Do fishes think? Do they really have three-second memories? And can they recognise the humans who peer back at them from above the surface of the water? Jonathan Balcombe dives in among our marine cousins to explore the essential questions of how fish perceive and process the world.
With his ethologist's gift for showing us the hidden depths of questions we've routinely preferred to think of as simple, and his raconteur's flair for the surprising and the curious, Balcombe takes us under the sea, through streams and estuaries, and to the other side of the aquarium glass to reveal the surprising capabilities of fishes. Balcombe upends our assumptions about fishes, portraying them not as unfeeling, dead-eyed feeding machines but as sentient, aware, social, and even Machiavellian – in other words, much like us. Using humour and a repertoire of some of the most surprising fish facts you've ever heard, Balcombe shakes up what you think you know about what's going on inside the mind of these denizens of the deep.
Fish Sense is part of the Picador Shorts series Oceans, Rivers, and Streams in which excerpts from beloved classics speak to our relationship with our water bodies, great and small.

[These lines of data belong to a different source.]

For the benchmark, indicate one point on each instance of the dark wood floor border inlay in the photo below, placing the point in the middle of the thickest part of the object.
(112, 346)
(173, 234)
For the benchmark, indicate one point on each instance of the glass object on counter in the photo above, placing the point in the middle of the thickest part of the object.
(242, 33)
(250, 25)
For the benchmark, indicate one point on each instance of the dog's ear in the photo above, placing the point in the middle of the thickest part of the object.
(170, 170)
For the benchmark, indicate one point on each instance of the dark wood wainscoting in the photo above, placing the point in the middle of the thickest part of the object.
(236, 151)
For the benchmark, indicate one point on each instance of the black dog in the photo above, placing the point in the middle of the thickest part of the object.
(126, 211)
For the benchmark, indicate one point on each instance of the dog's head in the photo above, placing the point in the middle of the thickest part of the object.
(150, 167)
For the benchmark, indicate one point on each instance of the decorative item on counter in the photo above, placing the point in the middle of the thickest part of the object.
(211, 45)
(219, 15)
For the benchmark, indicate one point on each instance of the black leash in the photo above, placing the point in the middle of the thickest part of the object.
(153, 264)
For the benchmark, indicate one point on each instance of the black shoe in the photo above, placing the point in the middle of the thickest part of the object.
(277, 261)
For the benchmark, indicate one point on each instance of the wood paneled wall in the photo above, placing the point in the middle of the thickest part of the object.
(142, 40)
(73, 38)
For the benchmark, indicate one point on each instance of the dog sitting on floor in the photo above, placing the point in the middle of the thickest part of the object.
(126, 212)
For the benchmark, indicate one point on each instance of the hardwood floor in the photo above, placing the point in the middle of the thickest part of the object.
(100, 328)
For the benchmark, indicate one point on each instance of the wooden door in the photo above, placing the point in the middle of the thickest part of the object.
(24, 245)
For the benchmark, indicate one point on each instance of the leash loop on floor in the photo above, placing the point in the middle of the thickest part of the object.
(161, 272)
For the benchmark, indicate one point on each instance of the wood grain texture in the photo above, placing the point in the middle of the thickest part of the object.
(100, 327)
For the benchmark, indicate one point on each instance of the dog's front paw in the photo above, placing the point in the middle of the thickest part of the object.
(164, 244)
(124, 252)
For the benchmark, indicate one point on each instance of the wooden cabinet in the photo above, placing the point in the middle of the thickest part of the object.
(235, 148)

Jonathan Balcombe is a biologist with a PhD in ethology, the study of animal behaviour. His books include Pleasurable Kingdom, Second Nature, The Exultant Ark, What a Fish Knows – a New York Times bestseller available in fifteen languages – and Super Fly. He has published more than sixty scholarly papers and book chapters, as well as essays, opinions, and letters in popular magazines and newspapers. He lives in Belleville, Ontario, where in his spare time he enjoys biking, baking, birding, Bach, and trying to understand the neighbourhood squirrels.